No bike related news today except that it may get warm enough for a ride later. Yea!I've talked about how part of my job is doing turf pesticide applications. I know, you're thinking, "No, not more of this fert and squirt crap". Anyway, every year I set a goal of doing one new thing to become more efficient at pesticide apps. One year it was adding a foam marker system to the tractor sprayers. Another year I added hose reels. You get the idea. I've done this every year for as long as I've been at this and it has allowed us to be quite competitive and successful. This year, just by chance, I've come up with two, count em, two ways to be more efficient. The first involves the bullshit paperwork end of the business. After an application we are required to leave behind certain info for the customer. We do this with a laptop and portable printer but we don't use one of those fancy expensive software programs. We use a form that I created and manually enter all the customer info and then enter the numbers for that application. This involved filling out hundreds of forms that are "saved as" today's date then filed appropriately. What a pain in the ass but I don't want or need a fancy schmancy program that costs a bunch of coin or has monthly fees and does shit I'll never use.
What I've done this year is edjumacate myself on creating a database and how to add formulas to my form. Probably basic stuff for the youngsters or people with formal computer training. I am neither young nor trained but I'm happy to report my form now auto fills a bunch of boxes after selecting a customer. It also does the calculations for product used based on the pre-measured size of the property and rate of application(oz,qt,gal, lb) per (square feet, acre). There are a few other mods that will speed up the process and my arm is sore from patting myself on the back.
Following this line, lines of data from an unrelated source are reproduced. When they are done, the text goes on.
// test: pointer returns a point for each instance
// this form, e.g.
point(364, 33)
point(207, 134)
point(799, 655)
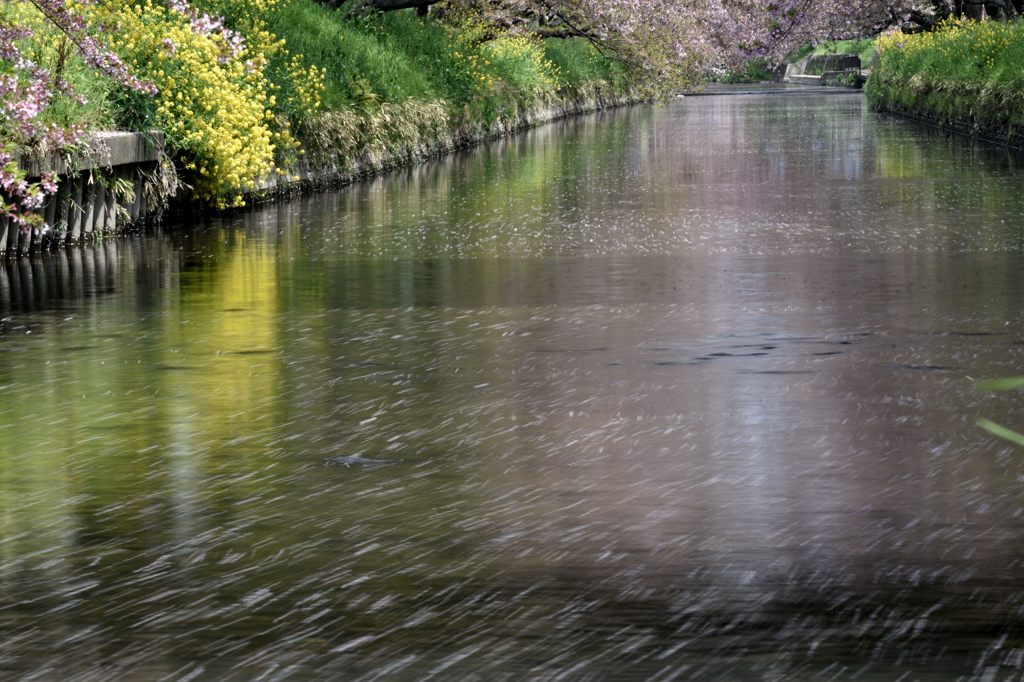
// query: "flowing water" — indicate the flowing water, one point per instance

Many of our customers have traditionally been the ones with large lawns. Our big tractors and hooded sprayers make short work of these. Most of our customers also like that we spray under hoods. I like that too. A few years ago we picked up a stand on sprayer/fertilizer. These units are smaller than our tractors and fit well on small lawns. They work quite well for granular fertilizing lawns but they use a single open spray nozzle with a very fine pattern for liquid apps. I don't like this and really only use it to do cemeteries where I can spray over headstones and then not have to follow up and trim spray. Our smaller residential customer base has expanded and I hate taking a huge tractor on a small lawn. Customers don't like it much either. The other options are to use a spray hose and walk it out or use the open tip stand-on I just talked about. I don't mind walking but that method doesn't work as well as the mist under a hood that gets all parts of a plant leaf wet with chemical. So if you follow all this then maybe you figured out that I am going to put a single spray hood on our stand on sprayer. We recently picked up another stand on so its ok to bastardize this one.
This is the single hood we purchased.The machine already has a tank, pump, filter, switching, plumbing and hand wand.
Basically I'm building the mounting point for a spindle that will attach the hood and allow it to rock left and right and hinge up and down. It should float along the contours of the lawn. More details as they become available.